Tuesday, May 12, 2009

Sowing the Seeds of Hypocrisy

I try, I really do, to live a Good Life.

I haven’t killed any babies or puppy dogs. I haven’t smote anyone, lately. I speak out against the various atrocities committed in the past, and I vow to do better in my own time. I try to lead an ethically sound life. But sometimes, it’s hard.

Take food, for example.

First, I lost meat, because I like happy, frolicking animals, and I like the Earth, and I don’t know if my life is worth much more than that of your average chicken.

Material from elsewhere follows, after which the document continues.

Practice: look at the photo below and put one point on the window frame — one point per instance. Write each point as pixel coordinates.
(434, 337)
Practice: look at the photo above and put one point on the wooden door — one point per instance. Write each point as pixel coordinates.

Then, I lost dairy (I still cheat if it’s delicious) - because milk doesn’t exist without veal, and scared little veal calves on atrophied legs being hauled out to auction make me cry myself to sleep. Then there was the loss of Nestle Products, which meant no Turtles, or Stoufer’s, or Haagen Daz (now doubly banned). Why did you have to kill all those African babies, Nestle? Your products were delicious. It’s all so unfair.

I eyed bananas suspiciously, waiting for them to declare themselves inedible, wanting to pretend that I didn’t already know about cash crops and gunned down plantation workers. I was losing weight, and bananas were affordable. I needed a better solution.

Thus, I began to grow a vegetable garden.

I cleared the earth myself, ripping back the grass, picking out the grubs, swearing vehemently at the dandelions and their insidious, spindly roots. I learned that vinegar will kill dandelion roots, but only if applied on a warm, dry day. I set traps for slugs, and going back to weed, found myself chanting: worms, you may live, slugs, you must die, and vegetation, you must grow in an orderly, single file of monoculture… Oh dear.

I seem to have become everything that I hate.

I kill the species that I do not like: grubs I throw out into the sunshine to shrivel, while slugs I lure to an early alcoholic grave. Encroaching vegetation must be stopped via mechanical or chemical means, and I rip out indigenous, symbiotic plant systems without a second thought. I inflict my will upon this patch of earth and call it my own and make it bend to my will.

Ladybugs may live. Aphids must die. Spinach may grow in neat rows, and will be killed if it deviates too far into my carrots. I am a cruel and heartless dictator, my colony an authoritarian state, my tiny garden plot a miniature of all the world being colonized and subjugated.

I am a monster. I am a tempestuous deity, killing things I don’t like, molding the Earth according to my wrathful whims. I stab at a dandelion root with a spade, whispering ‘die!’, feeling like I’m fighting a holy war. The dandelion clearly has Darwin on its side - it’s only fair that I have God on mine.

So I fight against the slugs with a rally cry lifted from the Old Testament. It’s genocide on a miniature scale, and because I have to eat, it seems to be the only solution.

My garden has turned me into everything I fear and despise; those vegetables had better be delicious.